Chops and lifts can be performed from a myriad of positions; for example, standing, split stance, or half-kneeling. However, even when positioning changes, the basic tenets of the chop remain the same. The movement should come from the core turning the upper body. Think about the hands and arms being as extensions of the rest of your upper body. The focus should be on turning the middle of your chest as opposed to moving the arms.

Second, to create more stability through the shoulders, squeeze the armpits. While this cue may sound weird at first, once you follow it, you'll realize it makes sense and keeps everything locked in.

What Not to Do

Avoid the two most common errors with any chop or lift:

  • Too much range of motion
  • Using the shoulders and arms

When too much range of motion is used, often to try to maximize the exercise, elbows bend, instability kicks in, and you end up defaulting to the second error, which is using your arms to pull. This also ties back to the issue of having enough thoracic rotation to get the most out of chops and lifts.

Keep the range of motion short in the beginning, then progress from there.


Once you have developed the necessary stability to perform the chops, you've earned the progression to transition to more power-focused chops and lifts. When you think power, you may think Box Jumps and Olympic lifts, but power doesn't necessarily have to involve those exercises. They do a have a place. But rotational athletes should focus on ones that develop power in the transverse plane.

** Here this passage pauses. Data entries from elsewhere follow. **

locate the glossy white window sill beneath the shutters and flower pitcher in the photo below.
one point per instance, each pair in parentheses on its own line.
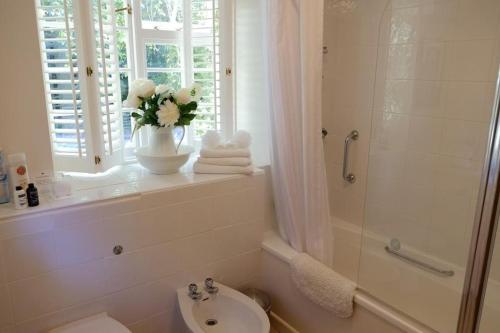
(123,181)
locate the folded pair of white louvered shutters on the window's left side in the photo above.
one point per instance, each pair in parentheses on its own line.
(78,37)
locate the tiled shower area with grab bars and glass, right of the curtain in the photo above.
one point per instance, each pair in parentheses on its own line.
(416,80)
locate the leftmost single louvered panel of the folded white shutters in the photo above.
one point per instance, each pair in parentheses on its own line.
(60,61)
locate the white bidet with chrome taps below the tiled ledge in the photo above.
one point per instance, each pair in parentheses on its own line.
(227,312)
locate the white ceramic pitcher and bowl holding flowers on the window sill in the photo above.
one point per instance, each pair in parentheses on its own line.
(163,156)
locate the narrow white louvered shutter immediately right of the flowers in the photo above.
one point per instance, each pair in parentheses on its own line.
(206,63)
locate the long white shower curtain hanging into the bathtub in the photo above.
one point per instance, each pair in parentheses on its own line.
(293,41)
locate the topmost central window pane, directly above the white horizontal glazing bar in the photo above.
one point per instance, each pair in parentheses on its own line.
(162,14)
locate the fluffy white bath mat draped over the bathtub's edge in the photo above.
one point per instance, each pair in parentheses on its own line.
(322,285)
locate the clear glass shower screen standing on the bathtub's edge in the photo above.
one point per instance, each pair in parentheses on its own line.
(437,64)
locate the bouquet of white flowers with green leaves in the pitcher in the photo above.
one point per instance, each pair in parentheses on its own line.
(161,106)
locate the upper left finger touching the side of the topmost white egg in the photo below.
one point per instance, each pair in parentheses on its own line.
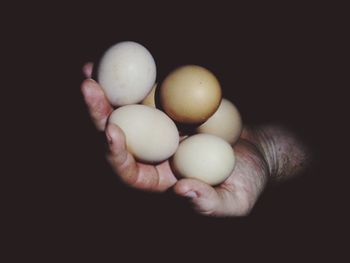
(97,103)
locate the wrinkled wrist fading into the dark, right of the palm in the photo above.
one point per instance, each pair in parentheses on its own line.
(285,154)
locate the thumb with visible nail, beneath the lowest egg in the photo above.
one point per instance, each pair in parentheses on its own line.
(203,196)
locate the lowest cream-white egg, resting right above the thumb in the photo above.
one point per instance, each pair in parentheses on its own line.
(204,157)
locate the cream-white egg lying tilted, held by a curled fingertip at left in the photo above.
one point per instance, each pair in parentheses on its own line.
(151,136)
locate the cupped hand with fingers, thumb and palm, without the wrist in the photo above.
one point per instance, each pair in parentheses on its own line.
(234,197)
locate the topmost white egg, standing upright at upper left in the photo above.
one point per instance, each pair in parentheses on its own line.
(126,72)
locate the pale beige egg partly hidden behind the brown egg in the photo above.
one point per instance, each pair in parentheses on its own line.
(225,123)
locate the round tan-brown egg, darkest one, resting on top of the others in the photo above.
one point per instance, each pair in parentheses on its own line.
(190,94)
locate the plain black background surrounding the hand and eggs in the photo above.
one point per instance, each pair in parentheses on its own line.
(278,64)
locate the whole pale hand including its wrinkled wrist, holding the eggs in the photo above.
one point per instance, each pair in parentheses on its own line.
(263,154)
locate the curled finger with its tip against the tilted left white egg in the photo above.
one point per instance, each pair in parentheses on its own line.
(121,160)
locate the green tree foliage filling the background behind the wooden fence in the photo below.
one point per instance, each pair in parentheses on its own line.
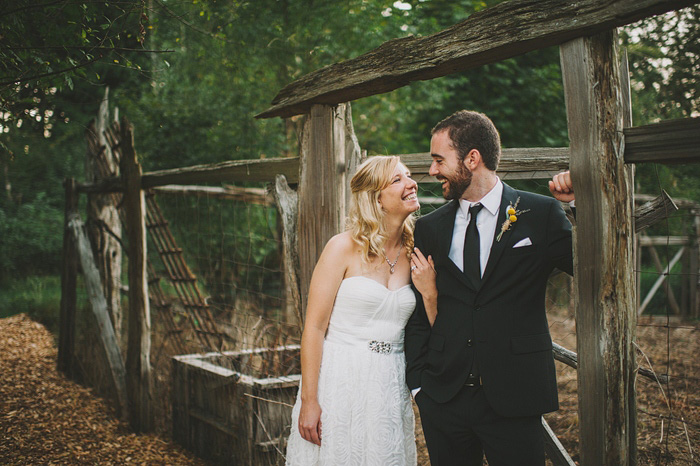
(218,64)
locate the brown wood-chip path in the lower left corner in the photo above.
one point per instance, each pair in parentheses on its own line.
(46,419)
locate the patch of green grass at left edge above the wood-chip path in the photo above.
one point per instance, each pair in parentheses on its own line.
(37,296)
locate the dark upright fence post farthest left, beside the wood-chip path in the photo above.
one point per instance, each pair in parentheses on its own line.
(69,278)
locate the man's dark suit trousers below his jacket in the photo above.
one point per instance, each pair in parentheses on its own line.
(465,428)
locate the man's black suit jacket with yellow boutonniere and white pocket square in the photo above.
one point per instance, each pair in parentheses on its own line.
(501,326)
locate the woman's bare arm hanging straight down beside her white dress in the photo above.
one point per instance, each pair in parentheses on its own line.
(325,281)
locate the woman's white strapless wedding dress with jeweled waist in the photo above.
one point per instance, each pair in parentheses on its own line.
(367,416)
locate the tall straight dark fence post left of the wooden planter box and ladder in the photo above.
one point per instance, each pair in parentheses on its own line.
(138,366)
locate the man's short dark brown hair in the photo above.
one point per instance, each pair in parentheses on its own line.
(473,130)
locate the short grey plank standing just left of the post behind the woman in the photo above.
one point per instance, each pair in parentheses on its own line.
(287,202)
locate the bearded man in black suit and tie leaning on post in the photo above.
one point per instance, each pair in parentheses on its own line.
(483,373)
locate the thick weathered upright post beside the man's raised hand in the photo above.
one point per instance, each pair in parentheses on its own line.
(603,278)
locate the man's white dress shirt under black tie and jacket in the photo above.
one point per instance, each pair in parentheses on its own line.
(486,222)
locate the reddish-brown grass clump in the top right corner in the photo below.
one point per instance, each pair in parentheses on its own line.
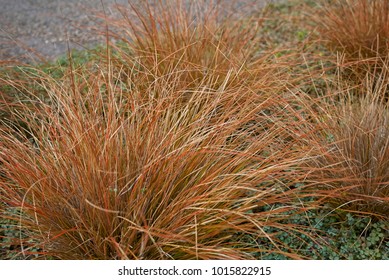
(360,28)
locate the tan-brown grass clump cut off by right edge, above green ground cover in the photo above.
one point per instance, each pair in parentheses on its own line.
(353,155)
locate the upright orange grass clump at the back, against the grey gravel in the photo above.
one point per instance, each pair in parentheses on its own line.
(198,38)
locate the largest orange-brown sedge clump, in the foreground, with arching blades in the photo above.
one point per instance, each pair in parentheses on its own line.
(102,174)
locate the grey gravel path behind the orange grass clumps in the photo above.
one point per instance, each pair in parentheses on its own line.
(31,29)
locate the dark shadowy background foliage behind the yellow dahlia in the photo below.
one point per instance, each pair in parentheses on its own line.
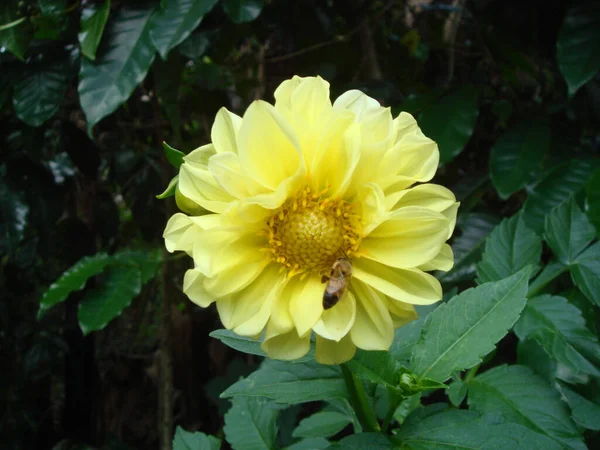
(509,89)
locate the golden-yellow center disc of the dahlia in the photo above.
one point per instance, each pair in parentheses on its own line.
(309,232)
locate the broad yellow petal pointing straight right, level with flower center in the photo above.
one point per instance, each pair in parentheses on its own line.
(410,237)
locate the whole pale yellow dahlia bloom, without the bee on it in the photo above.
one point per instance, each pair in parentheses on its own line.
(292,188)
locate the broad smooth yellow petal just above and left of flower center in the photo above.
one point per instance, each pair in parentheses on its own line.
(269,150)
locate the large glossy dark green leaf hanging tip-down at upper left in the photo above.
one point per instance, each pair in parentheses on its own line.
(109,81)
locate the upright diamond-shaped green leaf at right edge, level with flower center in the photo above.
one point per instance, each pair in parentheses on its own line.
(568,231)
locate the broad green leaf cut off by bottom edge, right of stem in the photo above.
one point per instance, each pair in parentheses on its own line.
(461,429)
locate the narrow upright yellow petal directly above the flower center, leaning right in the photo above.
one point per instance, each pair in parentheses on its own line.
(337,155)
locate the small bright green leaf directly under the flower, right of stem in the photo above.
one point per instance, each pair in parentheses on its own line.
(373,366)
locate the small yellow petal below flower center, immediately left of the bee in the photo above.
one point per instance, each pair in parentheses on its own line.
(306,302)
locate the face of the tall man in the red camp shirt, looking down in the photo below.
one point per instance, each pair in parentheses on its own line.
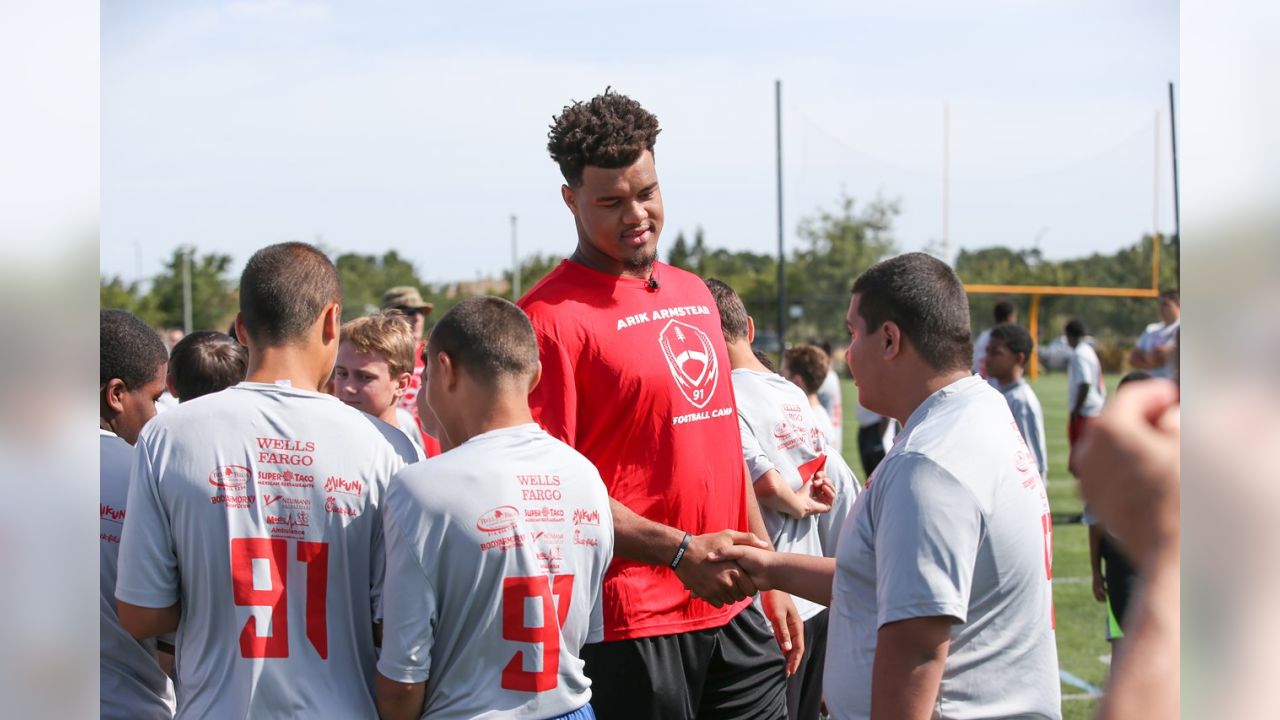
(619,216)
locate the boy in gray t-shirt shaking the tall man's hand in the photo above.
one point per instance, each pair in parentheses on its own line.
(941,587)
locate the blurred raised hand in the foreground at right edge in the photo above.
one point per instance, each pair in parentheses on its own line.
(1131,470)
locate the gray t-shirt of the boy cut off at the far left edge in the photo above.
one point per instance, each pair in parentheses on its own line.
(131,682)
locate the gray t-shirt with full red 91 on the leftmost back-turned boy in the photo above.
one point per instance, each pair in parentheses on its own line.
(260,509)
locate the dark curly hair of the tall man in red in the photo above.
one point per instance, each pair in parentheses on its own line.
(609,131)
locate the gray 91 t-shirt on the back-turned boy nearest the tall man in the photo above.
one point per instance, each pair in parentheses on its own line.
(496,559)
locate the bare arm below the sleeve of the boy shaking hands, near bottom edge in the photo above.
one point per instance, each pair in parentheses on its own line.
(908,669)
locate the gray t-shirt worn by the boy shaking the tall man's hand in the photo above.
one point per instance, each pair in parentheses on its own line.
(953,523)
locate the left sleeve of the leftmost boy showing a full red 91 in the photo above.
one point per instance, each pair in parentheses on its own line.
(148,575)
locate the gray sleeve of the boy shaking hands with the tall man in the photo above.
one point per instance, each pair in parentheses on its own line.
(929,528)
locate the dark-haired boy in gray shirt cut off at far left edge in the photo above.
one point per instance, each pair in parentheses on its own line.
(131,379)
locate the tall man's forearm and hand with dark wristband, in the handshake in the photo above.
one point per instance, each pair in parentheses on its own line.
(642,540)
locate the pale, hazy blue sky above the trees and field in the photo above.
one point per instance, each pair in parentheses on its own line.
(422,127)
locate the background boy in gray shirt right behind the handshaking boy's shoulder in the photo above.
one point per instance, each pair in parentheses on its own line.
(1009,347)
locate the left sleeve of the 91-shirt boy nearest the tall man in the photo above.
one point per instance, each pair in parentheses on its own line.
(409,604)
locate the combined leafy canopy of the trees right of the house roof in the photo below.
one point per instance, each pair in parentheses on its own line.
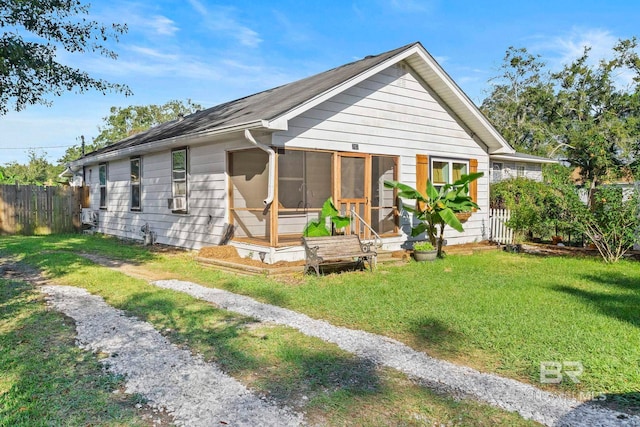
(583,113)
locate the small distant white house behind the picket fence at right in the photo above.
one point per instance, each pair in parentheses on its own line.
(517,165)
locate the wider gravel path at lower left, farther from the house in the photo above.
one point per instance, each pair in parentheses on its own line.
(194,392)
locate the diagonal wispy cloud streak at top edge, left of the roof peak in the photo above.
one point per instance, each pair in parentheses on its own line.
(221,20)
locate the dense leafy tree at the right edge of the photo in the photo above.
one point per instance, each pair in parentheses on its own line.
(598,122)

What is power and how can we use it in our programming?

"Power is all about expressing intent."

—Chris Merritt, Strength Faction

Set your intention to be explosive and it will carry over. Much like the stability chops and lifts, these can be done in a multitude of stances and positions and with various implements. Medicine balls are a good go-to; however, there's a fine line on the weight necessary to express that powerful intent. Think lower weight so you can really put some "umphf" into it.

A Final Thought

The thought process may be to mimic a rotational athlete's movement patterns, and try to create stability or power through that movement. However, this can lead to issues down the line when returning to actual sport movements.